DeSantis' remarks during the Texas event were hammered by Agriculture Commissioner Nikki Fried, Florida’s only statewide Democrat who is considering challenging DeSantis in 2022. In a statement, she criticized DeSantis’ focus as Florida continues to grapple with the coronavirus pandemic and increased criticism over its vaccine distribution program.
“This governor has overseen a failed pandemic response, a botched COVID-19 vaccine rollout, a broken unemployment system that left out-of-work Floridians waiting months, children and families going hungry, and racial injustice he refuses to acknowledge — and some shut-down app is his ‘most important legislative issue we’ve got to get right?’” Fried said in a statement released through her political committee.
“That makes crystal clear what his priorities are — and it’s not Floridians,” she added.
DeSantis did defend his administration’s response to the virus in his speech, criticizing states that did “lockdowns,” and defending his stance to continue to allow limited-attendance, in-person sporting events and to advocate for continued in-person learning in Florida schools.
“You’re going to see us come out of the gates much quicker than many of these other states that have been mired in lockdowns,” DeSantis said.
DeSantis also defended his approach to vaccine distribution, which included giving frontline health care workers and seniors older than 64 top priority in his Covid-19 vaccine distribution plan. The state inoculated more than 770,000 people as of Thursday, and almost half of them were among the 4.5 million elderly residents who DeSantis wants to offer the vaccine first.

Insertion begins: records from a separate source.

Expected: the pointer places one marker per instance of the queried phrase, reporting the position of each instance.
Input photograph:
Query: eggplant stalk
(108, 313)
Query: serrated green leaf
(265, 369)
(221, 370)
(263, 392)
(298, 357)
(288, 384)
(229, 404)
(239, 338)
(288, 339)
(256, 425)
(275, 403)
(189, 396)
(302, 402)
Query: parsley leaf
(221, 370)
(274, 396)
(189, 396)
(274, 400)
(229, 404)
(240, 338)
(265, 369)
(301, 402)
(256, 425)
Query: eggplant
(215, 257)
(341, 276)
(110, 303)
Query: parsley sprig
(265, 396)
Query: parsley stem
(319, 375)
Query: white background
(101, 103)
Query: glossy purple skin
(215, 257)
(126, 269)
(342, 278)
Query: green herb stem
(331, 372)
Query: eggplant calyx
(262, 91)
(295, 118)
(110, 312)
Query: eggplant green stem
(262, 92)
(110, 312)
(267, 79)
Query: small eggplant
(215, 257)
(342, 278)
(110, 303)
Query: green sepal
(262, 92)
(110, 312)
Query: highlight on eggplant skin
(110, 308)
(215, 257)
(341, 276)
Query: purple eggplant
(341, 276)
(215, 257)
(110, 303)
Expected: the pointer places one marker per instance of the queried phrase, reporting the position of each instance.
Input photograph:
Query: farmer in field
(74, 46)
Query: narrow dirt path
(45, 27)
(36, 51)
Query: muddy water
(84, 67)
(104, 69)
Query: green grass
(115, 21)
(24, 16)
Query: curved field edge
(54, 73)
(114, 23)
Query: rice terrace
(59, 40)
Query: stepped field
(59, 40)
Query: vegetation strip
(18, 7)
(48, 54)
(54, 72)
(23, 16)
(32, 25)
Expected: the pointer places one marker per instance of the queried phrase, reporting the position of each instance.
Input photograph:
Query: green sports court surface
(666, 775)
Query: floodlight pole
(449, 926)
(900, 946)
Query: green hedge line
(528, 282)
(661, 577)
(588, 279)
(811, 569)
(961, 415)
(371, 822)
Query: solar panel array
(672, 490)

The U.S. Centers for Disease Control and Prevention recommended that states push all essential workers to the front of the vaccine line, prompting the Florida Education Association, the labor union for public school employees, to demand priority for teachers too. But DeSantis has remained firm, pointing to data from the state Department of Health showing that 80 percent of the more than 23,000 people who have died from Covid-19 were from the same age bracket he gave top priority. The CDC has since revised its guidelines, recommending those 65 and older be given access to the vaccine, as had been Florida’s policy.
“The media said ‘he does not listen to experts,’” DeSantis said. “Yeah, you’re right, when they are wrong I’m going to reject it, and we are going to do what is right.”
The Trump administration’s Operation Warp Speed has allotted the state 1.6 million doses of the vaccine since the first shipments arrived Dec. 14, but only 45 percent of that stock has been put to use. During a Thursday Florida House committee meeting, Florida Division of Emergency Management Director Jared Moskowitz said the more than 991,000 of Florida’s unused shots are sitting in storage, awaiting orders from the federal government.
“More people are going to get sick and more people are going to die,” Moskowitz told the committee. “Trust me, it takes a toll.”
Gary Fineout and Arek Sarkissian contributed to this report.